Urban and Regional Planning/International Development Studies
University at Albany, State University of New York
Please describe your current research. What about it drew your interest?
I retired from teaching and administration in January 2020 so as to concentrate on research and writing. My initial retirement plans were to focus on international comparative work for six or seven years and then to shift my focus to the New York Metropolitan Region, but within weeks everything was turned upside down by the emerging Covid pandemic. I’m now focusing on New York until 2024 or 2025, and planning to return to international projects after then.
My primary project is “New Yorkers’ Moses Obsession”—to explain why New York intellectuals so frequently mention Robert Moses as the great creator and destroyer, and how this very personalized view of history distorts our broader understanding of international, national, and metropolitan regional changes between the 1920s and the 1990s. The Moses focus is often further complicated by the fascination that many New York intellectuals have with comparing Moses to a saintly Jane Jacobs, as if somehow everything that matters is encompassed within the Moses-Jacobs relationship! Reality, of course, is much more complex, with global events, capitalist corporations, the federal and state governments, several major organizations, dozens of other key decision makers, and millions of citizens, workers, and consumers playing significant roles. Moses and Jacobs were important figures in New York history, but that history would not have been so dramatically different if they had never lived. People use them to characterize and dramatize events and public works, but similar events and public works occur in hundreds of other cities in the United States and across the world, with no need to evoke the name of Moses or Jacobs to personify global changes.
In order to better describe and explain the significance of Robert Moses and the limitations of his impacts, I am developing detailed case studies of specific projects, most notably the major bridges, tunnels, parks, parkways, and expressways of Westchester, the Bronx, and Manhattan, considering both those that were actually built and those that were planned, advocated by Moses, left incomplete, or never built. More broadly, I am comparing New York City and Long Island cases where Moses had a significant impact with Westchester, Connecticut, and New Jersey cases where he had little or no impact. I am also discussing the major roles played by the Port Authority, the Regional Plan Association, and New York State agencies over which Moses had only limited impact, and by New Jersey and Connecticut agencies and municipalities over which he had no jurisdiction. Finally, I am reviewing the roles that biography can play in broader socioeconomic history and the dangers inherent in framing history around great biographies.
Please describe what you are currently teaching. How does what you are working on relate to your scholarship?
The research that I have described is the main focus of my activity, but I also spend a significant proportion of my time downsizing my files and library, and maintaining some of my international interests. I haven’t taught since retiring, but I’m always open to guest lectures, walking tours, or short courses.
What recent or forthcoming publications are you excited about, either of your own or from other scholars?
I’m closely following the various projects to portray Moses and Jacobs in literature, theatre, and musicals, and I’m comparing their personifications with the much simpler and blander histories of highways and neighborhoods developed elsewhere in the United States. Of special interest are cities like Houston and Dallas, where major expressways have three to four times as many lanes as their New York equivalents, where “parkways” were never built, and where highways are still being widened to accommodate extra traffic. I’m also fascinated by the New Jersey Turnpike and Garden State Parkway—the speed with which they were constructed, the many expansions that they have undergone, the thousands of homes that were demolished or moved for their construction, and their impact on New Jersey history and culture.

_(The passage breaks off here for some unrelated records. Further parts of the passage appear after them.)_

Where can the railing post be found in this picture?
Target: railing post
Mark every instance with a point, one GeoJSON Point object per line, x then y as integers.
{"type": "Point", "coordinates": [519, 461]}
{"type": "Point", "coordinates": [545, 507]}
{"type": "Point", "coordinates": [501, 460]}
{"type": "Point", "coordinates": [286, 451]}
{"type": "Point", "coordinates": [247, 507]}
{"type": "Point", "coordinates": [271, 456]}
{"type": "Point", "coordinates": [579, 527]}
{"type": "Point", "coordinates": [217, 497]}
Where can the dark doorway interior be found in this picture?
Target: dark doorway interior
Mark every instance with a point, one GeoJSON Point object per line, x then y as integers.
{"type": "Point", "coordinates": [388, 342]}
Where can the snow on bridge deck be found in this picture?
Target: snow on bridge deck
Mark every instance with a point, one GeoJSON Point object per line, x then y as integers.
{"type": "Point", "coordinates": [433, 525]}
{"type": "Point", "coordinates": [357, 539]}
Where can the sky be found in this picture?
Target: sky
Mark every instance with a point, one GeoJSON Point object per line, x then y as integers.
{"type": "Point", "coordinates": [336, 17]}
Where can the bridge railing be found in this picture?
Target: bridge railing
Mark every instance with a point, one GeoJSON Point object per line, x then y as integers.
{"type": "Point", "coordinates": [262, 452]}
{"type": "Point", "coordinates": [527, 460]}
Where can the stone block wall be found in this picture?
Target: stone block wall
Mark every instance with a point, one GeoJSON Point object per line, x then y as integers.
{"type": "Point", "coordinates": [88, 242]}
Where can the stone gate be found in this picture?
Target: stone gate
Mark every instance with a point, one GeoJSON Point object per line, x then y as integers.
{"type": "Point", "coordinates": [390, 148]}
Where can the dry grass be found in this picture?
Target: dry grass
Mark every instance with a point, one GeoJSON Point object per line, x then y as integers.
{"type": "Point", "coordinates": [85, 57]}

What kinds of advice would you give to students, both undergraduate and graduate, who are interested in urban studies and just starting out their careers?
It’s a great field to work in, with a wide variety of possible careers. There’s work in urban and regional planning, in local, state, and federal government, in non-profit and community organizations, in many consulting, construction and real estate firms, and in education and research. Opportunities are available across the United States and in many different countries, and it’s always possible to move from liberal arts undergraduate studies to specialized graduate degrees in such fields as civil or transportation engineering, urban planning, architecture, public administration, or community development. Most importantly of all—to me at least—urban studies and planning provide lifelong justifications for observation and travel. The world is fascinating, and many of the most extraordinary memories are of places that most Americans never visit or even learn about. When traveling by plane, car, or bus, always go for the window seat! When you can, walk as much as possible to enjoy street life, to experience the most crowded places, and to contrast those places with wilderness areas!
In this conversation with Alec Dawson, Ray Bromley discusses the diverse research he has pursued during his career, along with his most important advice for those pursuing research in an urban setting.